Romans 8
Romans 8
There is ... now no condemnation for those who are in Christ Jesus. 2For the law of the Spirit of life in Christ Jesus has set you free from the law of sin and of death. 3For God has done what the law, weakened by the flesh, could not do: by sending his own Son in the likeness of sinful flesh, and to deal with sin, he condemned sin in the flesh, 4so that the just requirement of the law might be fulfilled in us, who walk not according to the flesh but according to the Spirit. 5For those who live according to the flesh set their minds on the things of the flesh, but those who live according to the Spirit set their minds on the things of the Spirit. 6To set the mind on the flesh is death, but to set the mind on the Spirit is life and peace. 7For this reason the mind that is set on the flesh is hostile to God; it does not submit to God’s law—indeed it cannot, 8and those who are in the flesh cannot please God.
9 But you are not in the flesh; you are in the Spirit, since the Spirit of God dwells in you. Anyone who does not have the Spirit of Christ does not belong to him. 10But if Christ is in you, though the body is dead because of sin, the Spirit is life because of righteousness. 11If the Spirit of him who raised Jesus from the dead dwells in you, he who raised Christ from the dead will give life to your mortal bodies also through his Spirit that dwells in you.

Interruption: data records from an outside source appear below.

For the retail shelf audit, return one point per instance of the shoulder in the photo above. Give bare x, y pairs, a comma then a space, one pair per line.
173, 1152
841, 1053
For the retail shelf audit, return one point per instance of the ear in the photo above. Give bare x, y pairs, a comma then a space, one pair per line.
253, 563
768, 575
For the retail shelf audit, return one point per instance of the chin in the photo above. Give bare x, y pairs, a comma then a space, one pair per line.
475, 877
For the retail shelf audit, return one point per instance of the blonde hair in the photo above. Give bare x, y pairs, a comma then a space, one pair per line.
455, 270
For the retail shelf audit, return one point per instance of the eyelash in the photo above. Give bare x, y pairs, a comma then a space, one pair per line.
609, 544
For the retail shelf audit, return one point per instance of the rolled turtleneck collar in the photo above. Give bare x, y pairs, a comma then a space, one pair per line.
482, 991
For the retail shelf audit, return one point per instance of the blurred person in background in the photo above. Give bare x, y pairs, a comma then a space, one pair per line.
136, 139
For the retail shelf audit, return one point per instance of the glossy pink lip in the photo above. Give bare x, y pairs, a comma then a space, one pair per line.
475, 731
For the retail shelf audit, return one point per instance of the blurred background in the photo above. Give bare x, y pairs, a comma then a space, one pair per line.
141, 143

For the rest of summer Sundays our Second Reading will be from Paul’s letter to the Romans. And for the next three Sundays we shall be reading from Romans chapter 8, rich in expression, with phrases familiar to most of us. Romans is the longest of Paul’s writings, and some scholars say it’s his final writing, written in anticipation of his visit to Rome where he was martyred. We know Paul didn’t intend it to be his final writing, because he fully planned to go on to Spain. But in that it was final, it turns out to have been ideally so, because the letter is perfectly written for the sophisticated audience at the center of the empire, and it seems to be a complete statement of Paul’s message.
Paul can be daunting both for preacher and for congregation, and so not many of us preach from Paul. This is especially true of Romans, which is the most theological of Paul’s writings and requires competent “hermeneutics” -- study and scholarly interpretation -- before stepping into the pulpit.
In Sunday’s reading from Romans 8, Paul writes that if you are self-serving, you are corrupt -- if you are preoccupied with worldly advancement, you have no part of Christ and Christ has no part of you, and you condemn yourself. But if you live to do the will of God, Christ is in you; and even though you die you will be saved exactly as Christ was saved.